If we remove sharing on the switch (which is setup as a single port on each switch, port 1) but leave IP hash on VMware and still with MLAG enabled (MLAG 1 on both, but no sharing underneath) it works as expected.

If we remove MLAG (peers / ISC still up), but port 1 on each as simply trunks to each pnic, it works as it did with MLAG.  Not sure MLAG is helping in this scenario.

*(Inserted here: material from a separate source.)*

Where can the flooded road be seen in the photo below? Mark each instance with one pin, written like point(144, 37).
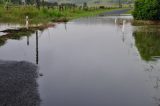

So our plan (tentatively) is to use separate links to each core switch (trunks, no MLAG), knowing that since VMware is load balancing it will result in traffic across the ISC (which is way oversized in our scenario, so not a big deal).  For dual-connected windows servers, we'll instead use LACP with both sharing and MLAG with a hash type of "address" on the server, L3 on the LACP side of extreme.  For downstream user switches, we'll do the same.  MLAG, LACP, L3 on both sides.  In theory (as I understand it), this will result in only one link being actively handling traffic unless one core fails.  Then, the address table will move to the remaining peer.

Wish us luck!
Photo of Ty Kolff

Ty Kolff

  • 1,098 Points 1k badge 2x thumb
That sounds like a good plan. We did use MLAG on all of the other connections (primarily IDF's and other switch stacks) just not on the VMWare servers.